According tomedia New Atlas, engineers need to conduct regular checks on the helicopter rotors to replace them when they are worn. However, with the BladeSense system, the aircraft will be able to self-monitor the condition of the rotors in real time during flight. Researchers at Cranfield University and Airbus Helicopters UK are working together to develop the technology.
The system contains fiber optic sensor strips installed along the length of each rotor blade. When the helicopter is flying, these sensors measure the strain applied to the blades and any changes in the shape of the blades. The data is uploaded from each blade to a central processing unit located on top of the rotor hub. In practice, pilots and ground staff are immediately notified if the data indicates that one or more blades are close to failure. If the problem is particularly serious, BladeSense can automatically trigger the helicopter’s flight control system to compensate, keeping the aircraft in the air until it lands safely.

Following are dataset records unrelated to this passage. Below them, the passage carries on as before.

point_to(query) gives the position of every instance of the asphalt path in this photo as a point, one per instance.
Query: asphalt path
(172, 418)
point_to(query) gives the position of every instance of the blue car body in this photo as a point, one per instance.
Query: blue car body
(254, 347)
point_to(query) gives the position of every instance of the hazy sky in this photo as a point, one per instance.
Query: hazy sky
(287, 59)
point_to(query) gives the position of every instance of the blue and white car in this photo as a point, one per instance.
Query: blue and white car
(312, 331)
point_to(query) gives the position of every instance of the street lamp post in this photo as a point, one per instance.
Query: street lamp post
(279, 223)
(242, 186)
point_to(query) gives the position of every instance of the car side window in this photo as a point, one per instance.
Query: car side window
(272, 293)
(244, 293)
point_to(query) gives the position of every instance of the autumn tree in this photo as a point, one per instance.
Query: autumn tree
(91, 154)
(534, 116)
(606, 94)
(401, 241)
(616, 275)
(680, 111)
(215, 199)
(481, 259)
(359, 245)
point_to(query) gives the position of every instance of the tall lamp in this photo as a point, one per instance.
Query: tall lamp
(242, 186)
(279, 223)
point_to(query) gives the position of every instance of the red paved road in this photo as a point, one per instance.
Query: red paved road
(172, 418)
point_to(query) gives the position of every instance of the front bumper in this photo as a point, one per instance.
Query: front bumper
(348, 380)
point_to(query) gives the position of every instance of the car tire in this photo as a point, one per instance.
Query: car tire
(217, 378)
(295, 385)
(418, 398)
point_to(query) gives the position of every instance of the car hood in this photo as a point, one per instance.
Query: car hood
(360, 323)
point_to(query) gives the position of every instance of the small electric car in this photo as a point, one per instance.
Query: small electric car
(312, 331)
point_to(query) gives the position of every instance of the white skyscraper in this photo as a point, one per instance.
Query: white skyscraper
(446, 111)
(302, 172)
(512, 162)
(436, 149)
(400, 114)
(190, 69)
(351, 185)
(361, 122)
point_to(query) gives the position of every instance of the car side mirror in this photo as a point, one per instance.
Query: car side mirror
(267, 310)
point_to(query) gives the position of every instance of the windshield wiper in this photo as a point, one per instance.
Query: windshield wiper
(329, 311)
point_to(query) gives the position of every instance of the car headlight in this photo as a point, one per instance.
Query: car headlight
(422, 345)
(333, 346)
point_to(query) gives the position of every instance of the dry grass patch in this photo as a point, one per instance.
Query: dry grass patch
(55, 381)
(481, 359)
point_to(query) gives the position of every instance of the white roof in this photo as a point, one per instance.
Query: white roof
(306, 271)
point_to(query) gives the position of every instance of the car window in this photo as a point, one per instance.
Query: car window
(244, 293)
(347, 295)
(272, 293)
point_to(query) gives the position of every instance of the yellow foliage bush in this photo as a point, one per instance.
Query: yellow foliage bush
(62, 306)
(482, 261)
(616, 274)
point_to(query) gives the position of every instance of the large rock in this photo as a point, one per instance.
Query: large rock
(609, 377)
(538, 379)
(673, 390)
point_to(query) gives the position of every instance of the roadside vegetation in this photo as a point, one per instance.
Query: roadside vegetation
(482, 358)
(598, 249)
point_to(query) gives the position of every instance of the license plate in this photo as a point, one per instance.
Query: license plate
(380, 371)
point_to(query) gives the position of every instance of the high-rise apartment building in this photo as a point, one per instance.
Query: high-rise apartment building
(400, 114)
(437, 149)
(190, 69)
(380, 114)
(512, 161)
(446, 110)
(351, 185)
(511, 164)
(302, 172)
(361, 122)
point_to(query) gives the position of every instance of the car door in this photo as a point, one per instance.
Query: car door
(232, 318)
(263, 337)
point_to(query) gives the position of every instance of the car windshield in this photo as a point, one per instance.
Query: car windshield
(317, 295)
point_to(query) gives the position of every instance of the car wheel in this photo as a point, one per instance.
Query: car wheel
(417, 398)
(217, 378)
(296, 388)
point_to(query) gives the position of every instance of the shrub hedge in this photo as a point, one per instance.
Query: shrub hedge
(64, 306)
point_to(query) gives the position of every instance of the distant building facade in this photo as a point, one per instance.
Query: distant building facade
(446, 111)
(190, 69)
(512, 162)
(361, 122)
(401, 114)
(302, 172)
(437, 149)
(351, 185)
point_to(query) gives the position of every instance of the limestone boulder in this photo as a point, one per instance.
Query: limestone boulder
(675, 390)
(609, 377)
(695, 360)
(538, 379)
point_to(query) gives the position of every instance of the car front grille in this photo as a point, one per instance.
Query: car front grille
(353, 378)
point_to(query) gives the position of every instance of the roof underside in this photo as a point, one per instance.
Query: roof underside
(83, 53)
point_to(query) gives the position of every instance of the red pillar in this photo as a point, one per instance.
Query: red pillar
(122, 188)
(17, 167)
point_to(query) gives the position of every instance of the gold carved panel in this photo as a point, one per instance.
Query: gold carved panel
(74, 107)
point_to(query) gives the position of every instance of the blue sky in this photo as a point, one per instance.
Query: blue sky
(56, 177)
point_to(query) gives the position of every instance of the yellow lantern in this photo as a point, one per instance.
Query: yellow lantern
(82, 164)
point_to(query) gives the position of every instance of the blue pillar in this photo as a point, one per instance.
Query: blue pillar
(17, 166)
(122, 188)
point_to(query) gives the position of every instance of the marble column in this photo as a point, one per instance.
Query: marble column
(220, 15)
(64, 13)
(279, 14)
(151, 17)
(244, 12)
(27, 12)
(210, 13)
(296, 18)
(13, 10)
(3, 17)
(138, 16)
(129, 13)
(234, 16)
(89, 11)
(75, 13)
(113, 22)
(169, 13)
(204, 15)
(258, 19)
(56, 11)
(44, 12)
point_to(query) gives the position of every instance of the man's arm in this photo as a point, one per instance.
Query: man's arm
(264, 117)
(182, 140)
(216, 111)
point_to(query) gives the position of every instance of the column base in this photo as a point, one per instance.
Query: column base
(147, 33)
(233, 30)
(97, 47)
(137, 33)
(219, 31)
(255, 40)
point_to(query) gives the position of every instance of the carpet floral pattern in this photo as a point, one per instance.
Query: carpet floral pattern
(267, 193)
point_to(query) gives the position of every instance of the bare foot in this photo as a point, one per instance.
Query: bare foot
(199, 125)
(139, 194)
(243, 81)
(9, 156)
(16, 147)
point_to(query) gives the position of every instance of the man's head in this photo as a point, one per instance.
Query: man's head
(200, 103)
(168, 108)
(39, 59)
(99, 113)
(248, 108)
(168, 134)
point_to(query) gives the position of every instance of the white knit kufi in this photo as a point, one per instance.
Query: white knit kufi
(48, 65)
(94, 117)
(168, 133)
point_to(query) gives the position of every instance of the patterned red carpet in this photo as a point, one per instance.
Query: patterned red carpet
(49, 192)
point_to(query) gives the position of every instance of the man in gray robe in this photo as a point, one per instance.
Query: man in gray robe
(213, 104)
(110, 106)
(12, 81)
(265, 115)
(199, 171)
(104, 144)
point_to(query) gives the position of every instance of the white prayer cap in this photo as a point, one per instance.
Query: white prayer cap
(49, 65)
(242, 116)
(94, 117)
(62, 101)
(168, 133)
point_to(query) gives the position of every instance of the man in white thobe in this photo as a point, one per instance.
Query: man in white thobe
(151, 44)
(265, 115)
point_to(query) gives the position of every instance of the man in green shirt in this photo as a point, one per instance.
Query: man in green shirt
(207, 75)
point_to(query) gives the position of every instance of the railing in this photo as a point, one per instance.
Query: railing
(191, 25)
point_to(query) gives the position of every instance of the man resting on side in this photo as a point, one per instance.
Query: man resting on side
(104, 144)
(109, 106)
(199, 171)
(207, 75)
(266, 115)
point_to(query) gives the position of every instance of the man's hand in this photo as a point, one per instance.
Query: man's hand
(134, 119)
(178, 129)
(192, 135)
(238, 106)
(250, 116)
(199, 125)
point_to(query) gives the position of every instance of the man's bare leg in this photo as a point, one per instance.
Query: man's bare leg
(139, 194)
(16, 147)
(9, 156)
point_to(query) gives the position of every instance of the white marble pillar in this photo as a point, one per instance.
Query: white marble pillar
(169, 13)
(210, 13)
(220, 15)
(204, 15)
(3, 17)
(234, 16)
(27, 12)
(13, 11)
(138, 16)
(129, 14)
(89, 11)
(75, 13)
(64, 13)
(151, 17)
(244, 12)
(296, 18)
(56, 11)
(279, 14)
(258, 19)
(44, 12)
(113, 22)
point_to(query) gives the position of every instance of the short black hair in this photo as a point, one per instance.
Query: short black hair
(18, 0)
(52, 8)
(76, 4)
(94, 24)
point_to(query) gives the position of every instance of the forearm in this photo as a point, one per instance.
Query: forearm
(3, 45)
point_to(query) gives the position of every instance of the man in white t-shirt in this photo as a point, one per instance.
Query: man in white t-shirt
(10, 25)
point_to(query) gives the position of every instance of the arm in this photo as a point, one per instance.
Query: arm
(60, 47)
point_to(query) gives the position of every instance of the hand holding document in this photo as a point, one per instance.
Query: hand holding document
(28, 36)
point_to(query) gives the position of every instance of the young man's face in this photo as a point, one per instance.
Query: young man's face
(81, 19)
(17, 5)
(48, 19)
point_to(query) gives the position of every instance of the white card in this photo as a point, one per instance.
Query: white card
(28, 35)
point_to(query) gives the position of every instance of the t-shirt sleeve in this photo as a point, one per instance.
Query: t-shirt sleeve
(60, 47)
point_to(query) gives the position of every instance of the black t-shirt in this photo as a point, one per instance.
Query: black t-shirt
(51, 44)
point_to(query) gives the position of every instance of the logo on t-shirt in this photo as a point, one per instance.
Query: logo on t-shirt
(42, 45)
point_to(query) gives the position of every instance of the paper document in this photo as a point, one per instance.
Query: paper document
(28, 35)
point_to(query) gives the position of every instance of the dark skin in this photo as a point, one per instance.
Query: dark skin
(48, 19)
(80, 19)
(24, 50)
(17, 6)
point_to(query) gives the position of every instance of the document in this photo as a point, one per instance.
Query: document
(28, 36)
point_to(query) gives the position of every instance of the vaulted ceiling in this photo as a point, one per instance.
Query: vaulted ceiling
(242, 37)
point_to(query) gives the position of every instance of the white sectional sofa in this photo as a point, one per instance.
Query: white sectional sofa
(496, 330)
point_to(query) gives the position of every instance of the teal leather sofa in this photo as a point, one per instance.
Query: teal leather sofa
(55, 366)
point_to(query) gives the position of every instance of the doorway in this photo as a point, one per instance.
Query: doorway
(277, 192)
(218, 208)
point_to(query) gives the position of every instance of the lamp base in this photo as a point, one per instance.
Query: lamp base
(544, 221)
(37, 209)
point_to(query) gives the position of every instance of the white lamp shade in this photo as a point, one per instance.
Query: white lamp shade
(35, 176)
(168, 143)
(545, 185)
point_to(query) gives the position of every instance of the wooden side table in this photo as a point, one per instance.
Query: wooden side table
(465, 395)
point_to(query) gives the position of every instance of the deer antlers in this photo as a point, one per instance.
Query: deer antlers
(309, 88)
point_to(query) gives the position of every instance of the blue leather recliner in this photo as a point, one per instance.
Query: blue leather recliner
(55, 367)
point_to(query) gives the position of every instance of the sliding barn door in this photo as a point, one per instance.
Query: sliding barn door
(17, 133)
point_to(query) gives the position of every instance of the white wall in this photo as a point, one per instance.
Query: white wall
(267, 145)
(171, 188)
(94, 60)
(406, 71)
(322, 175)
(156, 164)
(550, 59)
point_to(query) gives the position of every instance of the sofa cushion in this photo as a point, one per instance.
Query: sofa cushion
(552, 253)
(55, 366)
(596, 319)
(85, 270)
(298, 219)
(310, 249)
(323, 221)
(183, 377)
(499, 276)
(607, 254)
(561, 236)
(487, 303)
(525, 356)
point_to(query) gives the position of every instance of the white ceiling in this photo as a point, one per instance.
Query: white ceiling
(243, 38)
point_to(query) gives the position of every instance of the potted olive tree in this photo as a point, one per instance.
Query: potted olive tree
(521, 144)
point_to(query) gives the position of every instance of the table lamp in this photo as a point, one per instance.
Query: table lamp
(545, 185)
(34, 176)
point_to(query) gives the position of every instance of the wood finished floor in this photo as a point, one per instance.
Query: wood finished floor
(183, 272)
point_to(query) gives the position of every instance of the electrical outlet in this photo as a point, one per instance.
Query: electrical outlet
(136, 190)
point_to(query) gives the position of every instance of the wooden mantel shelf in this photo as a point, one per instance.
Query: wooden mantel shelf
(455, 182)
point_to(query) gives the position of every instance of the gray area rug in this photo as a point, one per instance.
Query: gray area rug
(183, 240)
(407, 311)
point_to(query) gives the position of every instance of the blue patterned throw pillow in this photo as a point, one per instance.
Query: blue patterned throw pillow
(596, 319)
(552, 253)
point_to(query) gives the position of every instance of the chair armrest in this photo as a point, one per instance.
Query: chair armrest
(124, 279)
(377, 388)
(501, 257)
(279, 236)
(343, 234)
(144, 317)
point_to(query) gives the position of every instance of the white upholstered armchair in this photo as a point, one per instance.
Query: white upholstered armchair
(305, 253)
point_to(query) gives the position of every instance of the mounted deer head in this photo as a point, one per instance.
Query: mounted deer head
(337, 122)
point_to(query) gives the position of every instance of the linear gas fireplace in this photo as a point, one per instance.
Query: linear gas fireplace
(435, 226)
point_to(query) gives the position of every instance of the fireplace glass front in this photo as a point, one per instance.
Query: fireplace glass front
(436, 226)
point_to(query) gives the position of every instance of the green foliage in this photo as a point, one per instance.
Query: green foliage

In addition to being an early warning system, the device can also be used to study the performance of the rotors and help design longer-lasting, better-performing models.
Although the BladeSense project began in 2015, it was recently tested on a helicopter for the first time. An Airbus H135 helicopter installed the system and then stopped on the ground for four hours to run its rotor blades at speeds of up to 400 rpm. Data is successfully transmitted from the aircraft to a remote ground station via Wi-Fi.
There was no word yet on when the technology’s flight tests might take place.